Not sure about the Earth scenario, but once I went to the absolute extreme and build a city on total complete ice (forgot the exact terrain that allowed me to even do that) just to work an oil tile. But it was oil, which allowed me to build tanks!!
 
I wouldn't build a crappy tundra city just to chop an army out of it, that would cost you quite a lot in maintenance depending on the civics and distance to your palace. That is unless you could chop some units then gift it away...
 
I've just been playing the earth 1000 scenario as Russia. I found the tundra in Siberia to be pretty much habitable, at least in the modern era after biology. A LOT of those tundra squares are next to rivers, meaning that you can farm or cottage them.

I haven't studied the ones in Canada.
 
There is no such thing as a tundra forest. A contradiction in terms. I would have thought that Firaxis would have known better. Apparently not.
 
Incense on desert, oil in desert or ice, silver and fur on tundra far away from rivers. You keep tundra cities, but obviously you don't build empires around them.
 
I wouldn't build a crappy tundra city just to chop an army out of it, that would cost you quite a lot in maintenance depending on the civics and distance to your palace.
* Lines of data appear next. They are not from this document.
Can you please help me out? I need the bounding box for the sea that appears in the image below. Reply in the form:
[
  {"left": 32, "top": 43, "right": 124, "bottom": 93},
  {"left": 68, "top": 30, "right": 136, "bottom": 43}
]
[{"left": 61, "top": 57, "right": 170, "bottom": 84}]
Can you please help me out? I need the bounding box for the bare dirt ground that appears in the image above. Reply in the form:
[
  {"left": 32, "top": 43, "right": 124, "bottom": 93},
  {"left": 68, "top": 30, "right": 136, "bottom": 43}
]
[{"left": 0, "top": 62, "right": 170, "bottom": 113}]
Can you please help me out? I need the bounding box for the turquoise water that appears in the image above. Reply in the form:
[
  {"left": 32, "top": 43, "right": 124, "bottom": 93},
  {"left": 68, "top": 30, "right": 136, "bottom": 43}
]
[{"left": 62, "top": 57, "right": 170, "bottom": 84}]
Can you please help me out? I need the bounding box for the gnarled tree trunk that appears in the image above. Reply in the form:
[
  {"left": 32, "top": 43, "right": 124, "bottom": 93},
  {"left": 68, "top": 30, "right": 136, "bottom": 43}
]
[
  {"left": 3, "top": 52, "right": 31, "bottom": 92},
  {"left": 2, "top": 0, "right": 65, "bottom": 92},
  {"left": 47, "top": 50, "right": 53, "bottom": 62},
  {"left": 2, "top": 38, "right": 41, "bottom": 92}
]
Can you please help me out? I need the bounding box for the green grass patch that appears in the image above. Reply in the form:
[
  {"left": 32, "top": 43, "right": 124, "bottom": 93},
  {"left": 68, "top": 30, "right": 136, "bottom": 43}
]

That is unless you could chop some units then gift it away...

if the maintenance is that high, you can chop a courthouse ;)
Or better, leave the city to barbs.
 
There is no such thing as a tundra forest.

Good you noticed that. I guess Firaxis meant taiga or something like that...
 
If you can get 1 sea food and deer or place it along a river or lake after biology they can be useful as secondary production cities making your missionaries (and pay maintence back that way), cheap interior defensive units (especially the with hareditary rule), naval units (I never want to build transports when I could be building tanks, but that might just be me), bombers (they can be instantly rebased, so completion time is less of an issue), and other low-production items. They're also useful for building anything you need a certain number of before building something else such as temples for cathedrals or one more theater so you can squeeze shakespear's theater somewhere.

The biggest reason of all though: If you don't build a city there, the AI eventually will, and murphy's law preaty much guarentees that the civ that does will be creative, one tile away from your cultural boarders, and someone you can't declare on. :mad:
 
@Lone Wolf.

In their defence, the game mechanics do make this difficult. In civ, a forest is an overlay on a tile while in real life tundra and taiga are two completely different things. I'm not sure how I would have handled it either.
 
if the maintenance is that high, you can chop a courthouse ;)
Or better, leave the city to barbs.[/QUOTE]

If the city was a keeper because it had long term potential or it claimed a resource or two then I'd consider chopping a courthouse, but if it was purely to chop an army out then i'd rather have a mace, but then you'd want chop a barracks, unless you want MP units then i wouldn't bother

Or better, leave the city to barbs.

good idea, unless you have the great wall. :lol: Although I'd like the idea of giving the city away to a distant civ, let them pay the maintenance.